いまさらながら「クラウド化」について考えてみたいと思います。

「クラウド化」とは、データを自分の手元から遠く離れたところに置いて操作することです。たとえば自宅のパソコン環境であれば、メールを自分のローカルPCに保存するのではなく、gmailを使ってgoogleのサーバ上で管理することを、「メールをクラウド化した」と言います。自分のスケジュールをgoogleカレンダーで管理するのもクラウド化です。会社であれば今まで社内のホストコンピュータ上で管理していたデータベースなどを社外のサーバに移して社内のPCから操作することを「社内システムをクラウド化した」と言います。

この「クラウド化」の長所、短所は以下の通りです。

【長所】

・どこからでもアクセス出来る。(インターネット環境に接続されたPCや携帯端末から)

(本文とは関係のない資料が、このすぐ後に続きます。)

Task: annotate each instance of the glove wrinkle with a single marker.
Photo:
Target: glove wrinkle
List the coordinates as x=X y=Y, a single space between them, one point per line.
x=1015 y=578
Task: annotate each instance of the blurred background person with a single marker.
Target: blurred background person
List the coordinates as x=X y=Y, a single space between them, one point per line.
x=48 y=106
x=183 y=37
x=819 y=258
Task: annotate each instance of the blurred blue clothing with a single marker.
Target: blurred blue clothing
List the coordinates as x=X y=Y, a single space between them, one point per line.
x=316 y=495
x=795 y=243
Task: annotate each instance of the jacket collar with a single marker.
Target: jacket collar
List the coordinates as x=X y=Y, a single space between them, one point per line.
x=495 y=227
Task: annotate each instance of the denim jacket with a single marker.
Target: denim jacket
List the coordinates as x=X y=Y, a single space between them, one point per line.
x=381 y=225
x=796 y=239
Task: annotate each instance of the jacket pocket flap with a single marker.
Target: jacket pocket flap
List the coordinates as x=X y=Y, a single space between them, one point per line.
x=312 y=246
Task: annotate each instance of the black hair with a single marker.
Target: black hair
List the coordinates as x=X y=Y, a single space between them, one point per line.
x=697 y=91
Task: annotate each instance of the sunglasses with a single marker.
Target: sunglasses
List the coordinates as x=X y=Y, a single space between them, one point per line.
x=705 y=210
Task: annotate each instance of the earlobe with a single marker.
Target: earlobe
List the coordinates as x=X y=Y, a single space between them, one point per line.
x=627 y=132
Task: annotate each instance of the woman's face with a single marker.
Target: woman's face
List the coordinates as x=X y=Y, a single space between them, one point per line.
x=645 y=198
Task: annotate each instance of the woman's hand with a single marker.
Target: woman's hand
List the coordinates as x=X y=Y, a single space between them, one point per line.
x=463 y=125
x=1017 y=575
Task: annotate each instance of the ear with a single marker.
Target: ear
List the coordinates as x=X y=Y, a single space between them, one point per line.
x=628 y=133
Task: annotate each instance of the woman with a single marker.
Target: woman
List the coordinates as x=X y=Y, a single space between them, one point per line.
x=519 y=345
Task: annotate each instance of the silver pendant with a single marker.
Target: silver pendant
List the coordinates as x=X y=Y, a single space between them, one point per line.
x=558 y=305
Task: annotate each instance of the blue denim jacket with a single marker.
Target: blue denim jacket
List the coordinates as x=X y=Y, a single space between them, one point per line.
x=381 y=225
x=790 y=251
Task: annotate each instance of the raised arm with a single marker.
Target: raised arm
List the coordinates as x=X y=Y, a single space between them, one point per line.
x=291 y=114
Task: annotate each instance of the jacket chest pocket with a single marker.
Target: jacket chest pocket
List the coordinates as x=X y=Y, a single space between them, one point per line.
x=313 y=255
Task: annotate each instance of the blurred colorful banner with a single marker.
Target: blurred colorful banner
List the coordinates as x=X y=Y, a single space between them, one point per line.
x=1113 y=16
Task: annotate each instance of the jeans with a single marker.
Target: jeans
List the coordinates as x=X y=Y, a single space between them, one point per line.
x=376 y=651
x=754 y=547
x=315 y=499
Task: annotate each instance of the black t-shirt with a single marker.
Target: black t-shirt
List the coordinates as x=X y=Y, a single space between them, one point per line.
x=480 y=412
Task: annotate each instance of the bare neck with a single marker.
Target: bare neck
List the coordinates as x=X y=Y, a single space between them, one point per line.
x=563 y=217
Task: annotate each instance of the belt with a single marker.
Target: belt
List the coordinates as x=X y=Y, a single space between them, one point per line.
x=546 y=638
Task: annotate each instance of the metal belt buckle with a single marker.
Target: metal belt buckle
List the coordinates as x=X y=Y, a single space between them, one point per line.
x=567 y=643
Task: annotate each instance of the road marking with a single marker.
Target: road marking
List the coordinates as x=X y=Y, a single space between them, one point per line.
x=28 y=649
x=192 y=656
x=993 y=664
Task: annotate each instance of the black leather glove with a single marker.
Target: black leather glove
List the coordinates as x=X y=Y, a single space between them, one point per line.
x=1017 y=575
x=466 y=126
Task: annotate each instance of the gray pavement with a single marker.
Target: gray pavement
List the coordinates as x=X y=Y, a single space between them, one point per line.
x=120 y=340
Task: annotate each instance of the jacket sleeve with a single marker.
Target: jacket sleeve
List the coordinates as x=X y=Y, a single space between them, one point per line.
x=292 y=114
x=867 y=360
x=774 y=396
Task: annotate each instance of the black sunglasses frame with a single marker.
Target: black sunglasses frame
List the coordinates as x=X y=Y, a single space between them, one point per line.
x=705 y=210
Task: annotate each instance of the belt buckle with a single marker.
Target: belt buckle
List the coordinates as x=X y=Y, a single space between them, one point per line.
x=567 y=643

・データ共有が簡単に出来る。(ここのURL見て!みたいな)

・コンピュータの面倒を自分以外の誰かが管理してくれる。(壊れても人のせいにできる)

【短所】

・インターネット接続出来ないとデータにアクセスできない。

・見知らぬ第三者にデータアクセスされる危険性が高まる。(インターネット接続前提のため)

・ASPなどを利用する場合、アプリケーションのカスタマイズが難しい。

・コンピュータを管理するのが好きな人はつまらない。

こう見てみると、「クラウド化」が本当に必要かどうかはとても疑問に思えてきます。そもそも「クラウド化」はgoogleが言い出した言葉であり、インターネット上でのサービスに強い企業が推進したいキーワードであるといえます。これと対比するのがmicrosoftやIBMになる訳ですが、こちらも最近はクラウド化に熱心です。

僕が思うにコンピュータの管理とかは面倒なので誰かに押し付けたほうが良いです。ただ現状のシステムを費用をかけてクラウド化することはナンセンスです。またこれからシステムを構築しようとするならば、コストを優先するならばクラウド化を前提にすべきです。今後は業界の方針でもある「クラウド化」が前提になると思いますが、IT技術者は「クラウド化」にあたって必要な知識(セキュリティ、ネットワーク技術、サーバ負荷軽減技術、各種ASPサービスの動向把握)を備える必要があるでしょう。

自分のような技術者にとってはこの「クラウド化」によって各企業の社内システムの開発・保守のお仕事を奪うチャンスであるといえます。なので「クラウド化」なんてどうでも良いんですが一応応援する立場をとっていこうと思う今日この頃です。

【追記】
写真共有サービスであるflickerで管理者が誤って利用者の過去の写真を削除してしまう事故がおきたそうです。バックアップは重要ですね。。